Sneak Attack: Small Arms at Pearl Harbor - The Ayoob Files

American Handgunner, Jan-Feb, 2002 by Massad Ayoob

This is not to say that the pistols fired by U.S. military personnel that day were entirely without effect. At least one may have actually brought down an enemy fighter. "One of the fellows had a .45-caliber pistol," remembered Yeoman First Class Kenton Nash, who was at Kaneohe Naval Air Station that morning, "and I think he pierced the oil tank on a fighter plane, which I saw going away smoking. So I feel that he got one. But there was no antiaircraft batteries, and the only thing available was the .45-caliber pistols that they checked out of the armory."

For the most part, however, the pistols fired from the ground did little more than vent the sort of righteous fury which Col. Jeff Cooper, who would fight in the Pacific Theater, later called "The red haze of battle."
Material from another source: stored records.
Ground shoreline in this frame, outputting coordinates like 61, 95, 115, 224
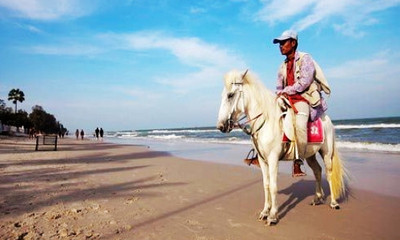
105, 136, 400, 197
0, 139, 400, 240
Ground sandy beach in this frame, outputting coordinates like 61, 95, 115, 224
0, 138, 400, 240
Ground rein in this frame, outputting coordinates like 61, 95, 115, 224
234, 113, 265, 135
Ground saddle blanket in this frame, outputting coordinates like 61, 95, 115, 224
282, 118, 324, 143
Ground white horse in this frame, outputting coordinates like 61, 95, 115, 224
217, 70, 345, 225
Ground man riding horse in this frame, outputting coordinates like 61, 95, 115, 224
273, 30, 330, 176
245, 30, 330, 177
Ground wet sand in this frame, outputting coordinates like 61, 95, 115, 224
0, 139, 400, 240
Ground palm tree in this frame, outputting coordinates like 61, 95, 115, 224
8, 88, 25, 113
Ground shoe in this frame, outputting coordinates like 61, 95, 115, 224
243, 156, 260, 167
292, 159, 307, 177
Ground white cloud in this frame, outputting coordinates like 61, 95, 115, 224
0, 0, 95, 20
101, 31, 244, 67
256, 0, 400, 37
26, 45, 103, 56
325, 51, 400, 81
100, 32, 245, 93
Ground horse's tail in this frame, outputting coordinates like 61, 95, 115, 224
331, 142, 348, 199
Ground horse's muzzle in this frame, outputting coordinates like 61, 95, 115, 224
217, 120, 234, 133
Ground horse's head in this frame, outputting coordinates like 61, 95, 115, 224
217, 70, 247, 133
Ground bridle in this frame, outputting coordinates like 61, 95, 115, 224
228, 69, 265, 135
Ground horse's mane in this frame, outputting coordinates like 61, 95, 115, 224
225, 70, 278, 121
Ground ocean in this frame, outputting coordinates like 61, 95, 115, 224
105, 117, 400, 164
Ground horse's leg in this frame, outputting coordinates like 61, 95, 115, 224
267, 153, 278, 225
306, 154, 324, 206
320, 148, 340, 209
258, 158, 271, 220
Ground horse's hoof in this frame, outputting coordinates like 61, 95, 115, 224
310, 199, 324, 206
266, 218, 278, 226
258, 214, 268, 221
258, 211, 269, 221
331, 203, 340, 210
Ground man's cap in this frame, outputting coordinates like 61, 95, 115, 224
273, 30, 297, 44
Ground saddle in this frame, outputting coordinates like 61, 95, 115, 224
278, 97, 324, 143
282, 118, 324, 143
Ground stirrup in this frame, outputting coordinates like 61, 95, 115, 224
292, 159, 307, 177
243, 148, 260, 166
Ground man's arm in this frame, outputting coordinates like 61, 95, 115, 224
277, 54, 315, 95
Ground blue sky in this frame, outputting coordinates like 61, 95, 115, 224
0, 0, 400, 131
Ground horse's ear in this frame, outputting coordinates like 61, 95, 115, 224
242, 69, 249, 82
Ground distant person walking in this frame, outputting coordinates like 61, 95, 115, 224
100, 128, 104, 139
81, 129, 85, 140
94, 127, 100, 140
75, 129, 79, 140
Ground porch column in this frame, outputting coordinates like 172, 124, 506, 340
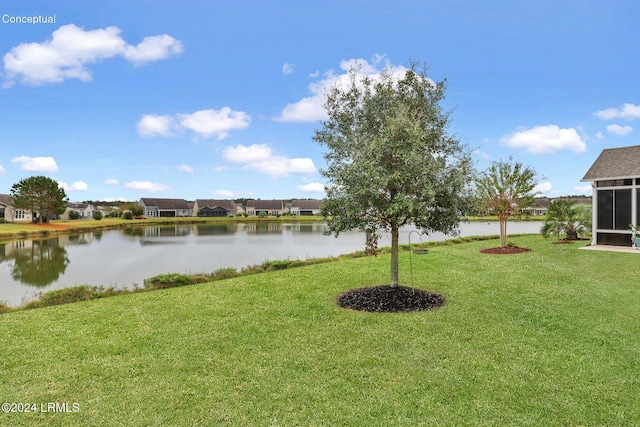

Even shots that don't send an enemy plane away trailing smoke cannot be said to be futile. If nothing else, they remind the enemy of the defender's unshakable resolve. At least one enemy pilot was suitably impressed.

Historian Walter Lord's powerful Day of Infamy notes, "Up above, Lt. Yoshio Shiga raked Ewa (the Marine Corps Naval Air Station) with his Zero fighter. He noticed a Marine standing beside a disabled plane and charged down, all guns blazing. The man refused to budge... kept firing back with a pistol. Shiga still considers him the bravest American he has ever met."

Some of the defenders were even more weakly equipped. They had only shotguns.

Scatterguns Respond

A review of the literature shows that shotguns were indeed fired at the enemy. At Pearl Harbor, however, they appear to have had no effect, though a shotgun would come into play during the drama of the last enemy pilot captured from the raid.

Private Leslie Le Fan, who was at the Marine barracks, remembered, "There was a Marine officer and a naval officer who walked out of the barracks. They were undoubtedly going skeet shooting that morning. They both had automatic 12-gauge shotguns, and I'm going to say that each one was carrying a satchel filled with four boxes of ammo. They stopped right in the middle of the parade grounds in front of the barracks, loaded their shotguns, and began to fire. The thought went through my head: 'What do they expect to do to an airplane with a shotgun?' But a man had to do something."

As with the brave Marine with the 1911 who hammered a lesson in American resolve into the heart of the invading pilot, the men with the shotguns had at least made a statement. One is reminded of a T-shirt popular in the U.S. in the 1980s. It depicted a mouse raising its middle finger toward a giant eagle that was swooping in upon it with extended claws and rapaciously open beak. The caption was, "The Last Great Act of Defiance."

Service Rifles

While privately owned sporting and target rifles were apparently deployed against the invaders, the overwhelming majority of effective small-arms fire by Americans on December 7, 1941, came from .30-'06 military rifles. Photos taken that day show a preponderance of Springfield 1903 bolt-actions, but some of the new semiautomatic M-1 Garands had made their way to Hawaii by then. The Army had some, but the Marine Corps came later to the M-1 and was not yet using it as a primary weapon, according to historian Mike Wright.